I’ve spent two years on club committees in which time we’ve received two, maybe three, emails from the AU about anything to do with charities or help with charity events. The Athletic Union are associated with the University and not the Students’ Association – therefore the current Charities Committee [a Union sub-committee] find it difficult to offer any help or grants if clubs want to put on charity events. I have however spoken to Kelsey Gold, the Charities Convenor, and she said that they’ve had a lot of problems. They want to be helpful to clubs, but it’s difficult, because they have to go through the Athletic Union, and clubs don’t really know the level of support that they can provide, from money bags and collection tins to the vast amounts of experience they have – they have 40 or 50 people on their entire committee, who can offer help to specific clubs. It’s a vastly untapped resource; the hardest thing for clubs is starting new events, particularly for small clubs, who might originally be put off because they don’t have the man-power to run the events. An AU Executive Charities Officer can help bridge the gap between clubs and the Charities Committee.

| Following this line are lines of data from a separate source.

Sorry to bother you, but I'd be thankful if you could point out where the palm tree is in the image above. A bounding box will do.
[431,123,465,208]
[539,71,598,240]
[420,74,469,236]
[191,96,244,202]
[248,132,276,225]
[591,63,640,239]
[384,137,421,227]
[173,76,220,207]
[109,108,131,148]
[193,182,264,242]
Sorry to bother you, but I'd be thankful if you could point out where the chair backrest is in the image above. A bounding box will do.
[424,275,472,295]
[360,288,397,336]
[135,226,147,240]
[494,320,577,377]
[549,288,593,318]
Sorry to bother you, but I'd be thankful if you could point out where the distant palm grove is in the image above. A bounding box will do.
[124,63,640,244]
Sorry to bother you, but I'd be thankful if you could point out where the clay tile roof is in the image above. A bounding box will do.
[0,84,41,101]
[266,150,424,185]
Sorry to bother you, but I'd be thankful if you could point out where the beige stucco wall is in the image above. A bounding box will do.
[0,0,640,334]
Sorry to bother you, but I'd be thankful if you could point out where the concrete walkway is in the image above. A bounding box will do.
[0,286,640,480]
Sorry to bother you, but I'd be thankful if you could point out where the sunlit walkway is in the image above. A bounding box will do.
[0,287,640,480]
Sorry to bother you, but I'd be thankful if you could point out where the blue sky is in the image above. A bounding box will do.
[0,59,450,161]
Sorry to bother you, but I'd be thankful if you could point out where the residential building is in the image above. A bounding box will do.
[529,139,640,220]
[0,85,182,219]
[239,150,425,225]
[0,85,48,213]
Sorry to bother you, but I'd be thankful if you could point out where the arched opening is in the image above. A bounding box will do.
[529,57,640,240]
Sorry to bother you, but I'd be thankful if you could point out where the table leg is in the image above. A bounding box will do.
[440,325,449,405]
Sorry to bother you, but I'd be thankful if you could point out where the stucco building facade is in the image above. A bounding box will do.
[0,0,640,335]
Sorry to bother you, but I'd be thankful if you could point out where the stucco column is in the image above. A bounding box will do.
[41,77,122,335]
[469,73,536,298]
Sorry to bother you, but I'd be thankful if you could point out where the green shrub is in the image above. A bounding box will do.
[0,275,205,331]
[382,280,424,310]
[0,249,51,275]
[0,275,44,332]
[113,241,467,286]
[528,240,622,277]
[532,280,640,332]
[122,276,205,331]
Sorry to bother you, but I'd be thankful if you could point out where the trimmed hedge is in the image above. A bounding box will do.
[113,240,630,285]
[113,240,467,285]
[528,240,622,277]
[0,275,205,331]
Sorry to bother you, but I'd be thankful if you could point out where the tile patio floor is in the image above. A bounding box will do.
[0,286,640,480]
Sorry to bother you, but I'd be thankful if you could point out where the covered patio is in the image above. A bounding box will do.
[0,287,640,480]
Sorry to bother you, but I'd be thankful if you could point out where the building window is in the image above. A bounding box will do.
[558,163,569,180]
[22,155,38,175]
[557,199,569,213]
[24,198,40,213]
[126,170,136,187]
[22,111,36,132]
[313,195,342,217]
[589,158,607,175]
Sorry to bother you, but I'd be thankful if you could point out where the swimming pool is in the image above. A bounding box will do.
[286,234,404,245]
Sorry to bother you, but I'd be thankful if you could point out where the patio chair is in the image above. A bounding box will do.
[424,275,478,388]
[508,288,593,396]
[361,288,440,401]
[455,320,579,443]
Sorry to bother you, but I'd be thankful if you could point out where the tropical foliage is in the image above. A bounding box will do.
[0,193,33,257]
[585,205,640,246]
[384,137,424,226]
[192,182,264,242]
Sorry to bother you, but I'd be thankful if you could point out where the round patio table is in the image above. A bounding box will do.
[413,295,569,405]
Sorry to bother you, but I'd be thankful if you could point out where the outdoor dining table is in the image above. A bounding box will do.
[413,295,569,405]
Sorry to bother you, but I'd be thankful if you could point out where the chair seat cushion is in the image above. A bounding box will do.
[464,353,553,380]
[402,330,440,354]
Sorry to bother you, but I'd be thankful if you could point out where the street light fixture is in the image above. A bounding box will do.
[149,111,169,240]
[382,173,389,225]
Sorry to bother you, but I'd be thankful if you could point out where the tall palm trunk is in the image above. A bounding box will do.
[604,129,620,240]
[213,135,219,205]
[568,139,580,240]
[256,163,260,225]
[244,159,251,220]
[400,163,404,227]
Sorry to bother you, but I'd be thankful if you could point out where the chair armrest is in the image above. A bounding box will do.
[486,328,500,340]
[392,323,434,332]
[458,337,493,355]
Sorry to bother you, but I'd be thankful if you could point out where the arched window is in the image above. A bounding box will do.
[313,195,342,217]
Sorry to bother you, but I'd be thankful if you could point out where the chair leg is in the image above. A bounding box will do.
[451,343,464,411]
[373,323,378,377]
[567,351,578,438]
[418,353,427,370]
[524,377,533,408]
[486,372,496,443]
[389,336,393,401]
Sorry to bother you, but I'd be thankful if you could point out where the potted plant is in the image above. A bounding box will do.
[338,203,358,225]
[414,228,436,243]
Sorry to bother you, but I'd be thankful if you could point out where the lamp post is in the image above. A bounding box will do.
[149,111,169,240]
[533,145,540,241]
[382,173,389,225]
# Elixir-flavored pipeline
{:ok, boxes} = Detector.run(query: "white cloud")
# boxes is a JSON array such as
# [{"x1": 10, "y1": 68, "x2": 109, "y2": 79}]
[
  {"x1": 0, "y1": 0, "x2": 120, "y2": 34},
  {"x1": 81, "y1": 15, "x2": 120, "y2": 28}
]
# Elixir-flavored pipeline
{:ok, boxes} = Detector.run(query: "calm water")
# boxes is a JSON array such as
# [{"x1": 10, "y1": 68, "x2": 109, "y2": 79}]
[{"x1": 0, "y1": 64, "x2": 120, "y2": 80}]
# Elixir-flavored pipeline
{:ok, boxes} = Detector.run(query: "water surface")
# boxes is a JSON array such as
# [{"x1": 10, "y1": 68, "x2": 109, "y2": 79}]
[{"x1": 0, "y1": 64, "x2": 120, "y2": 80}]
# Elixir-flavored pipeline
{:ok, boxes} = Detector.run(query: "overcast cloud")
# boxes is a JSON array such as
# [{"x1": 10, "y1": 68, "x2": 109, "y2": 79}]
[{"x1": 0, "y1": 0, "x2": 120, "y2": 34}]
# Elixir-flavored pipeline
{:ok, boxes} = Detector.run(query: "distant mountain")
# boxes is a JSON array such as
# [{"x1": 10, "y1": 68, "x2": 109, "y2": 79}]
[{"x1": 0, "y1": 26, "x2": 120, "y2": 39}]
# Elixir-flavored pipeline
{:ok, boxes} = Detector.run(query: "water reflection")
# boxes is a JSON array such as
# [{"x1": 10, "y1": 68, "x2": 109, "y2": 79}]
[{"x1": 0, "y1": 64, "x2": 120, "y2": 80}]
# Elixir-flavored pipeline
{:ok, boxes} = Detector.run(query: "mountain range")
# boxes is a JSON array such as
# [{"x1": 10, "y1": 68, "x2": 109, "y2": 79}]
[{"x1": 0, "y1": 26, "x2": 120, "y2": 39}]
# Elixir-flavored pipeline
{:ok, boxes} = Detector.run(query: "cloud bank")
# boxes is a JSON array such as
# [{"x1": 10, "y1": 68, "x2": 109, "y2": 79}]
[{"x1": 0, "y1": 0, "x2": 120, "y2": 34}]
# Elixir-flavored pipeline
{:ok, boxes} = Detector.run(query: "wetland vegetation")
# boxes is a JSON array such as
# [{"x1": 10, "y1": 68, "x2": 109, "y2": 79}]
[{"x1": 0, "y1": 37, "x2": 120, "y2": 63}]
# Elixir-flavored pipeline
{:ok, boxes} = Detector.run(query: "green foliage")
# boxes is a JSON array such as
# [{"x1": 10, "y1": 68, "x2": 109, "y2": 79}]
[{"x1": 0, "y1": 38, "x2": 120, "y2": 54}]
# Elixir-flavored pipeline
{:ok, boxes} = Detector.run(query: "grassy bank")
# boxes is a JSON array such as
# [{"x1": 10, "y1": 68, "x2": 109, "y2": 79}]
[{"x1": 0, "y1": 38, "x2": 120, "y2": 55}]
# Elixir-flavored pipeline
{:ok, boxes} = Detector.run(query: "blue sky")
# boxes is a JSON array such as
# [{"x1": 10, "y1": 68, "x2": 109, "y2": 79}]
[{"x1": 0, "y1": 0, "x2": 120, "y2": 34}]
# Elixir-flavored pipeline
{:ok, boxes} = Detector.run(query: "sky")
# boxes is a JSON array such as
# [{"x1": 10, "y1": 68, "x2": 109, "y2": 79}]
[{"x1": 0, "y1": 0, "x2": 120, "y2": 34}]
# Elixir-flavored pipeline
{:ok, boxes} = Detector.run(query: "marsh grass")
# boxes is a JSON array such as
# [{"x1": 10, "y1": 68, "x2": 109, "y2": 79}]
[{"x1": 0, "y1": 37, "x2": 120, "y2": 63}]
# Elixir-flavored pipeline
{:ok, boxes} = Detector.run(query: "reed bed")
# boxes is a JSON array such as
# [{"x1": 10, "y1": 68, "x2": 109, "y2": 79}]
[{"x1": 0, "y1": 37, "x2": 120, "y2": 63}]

You say in your manifesto that you want to start a presidential blog – this policy is as old as the hills, how are you going to publicise it and make it a helpful for clubs?
It’s important to have a certain level of transparency between the AU and sports clubs. Having spoken to SS, Director of the DSE, and he says that it’s the nature of clubs that they only contact the AU to complain about things, and they don’t necessarily realise that there are a lot of problems which have been solved already. One thing I think Emily Griffiths has done quite poorly this year is show people what she has achieved, and she has achieved a lot, she just hasn’t told us about it. A presidential blog coming right the top, going right to the bottom will be hugely beneficial for clubs.
Now talk me through your plans to improve alumni links.
The current redevelopment plans are excellent, the money for which has been confirmed by the University and raised by the AU. We’re going to get a bigger sports hall, a bigger and better gym, so now is the time to start holding onto our graduating members, and saying that sport is only going to improve at this University. Having been on the first team of badminton for 4 years, I;ve been to almost every University in Scotland and plenty of English ones too, and I can say fairly confidently that we are one of the poorest-equipped Universities when it comes to sport. Improving alumni links will be a long-term project, but if we start doing it now, once we have redeveloped, we’re going to need new equipment, and to maintain the new level of the Sports Centre. If we can create a list of alumni which clubs can access, and make contact with them, asking them to come along see how we’re doing, and give them advice, time, experience, or even sponsorship.
Where do you stand on the AU Exec changes?
I am completely against the de-democratisation of the Athletic Union. That is why one of my key policies is to introduce a Club Captains’ Forum as a level of insurance that clubs will still have a say on the AU Executive Committee. It’s a difficult one to campaign on because it’s unclear what power I will have, if elected, over these changes. I don’t want to make my entire campaign all about it, but I do have a lot of views on it, and I think there’s a lot of anger among the clubs that things haven’t been done in the most open and honest way. Clubs should have been consulted at an earlier stage, and other options should have been considered apart from paying and appointing interns. My main concern is how beneficial the money being spent is. It’s going to be between £7500 and £10000, and I can’t see how that’s going to be money well-spent, and I don’t want to lose anybody who would have wanted to volunteer in the AU; I want to give people the opportunity to get involved in a voluntary capacity. That is something I think we will lose out on if we start appointing interns. I don’t think I would have power to stop these changes. I really hope that I would have a strong voice that would be heeded if elected – I’m pro-democracy in general.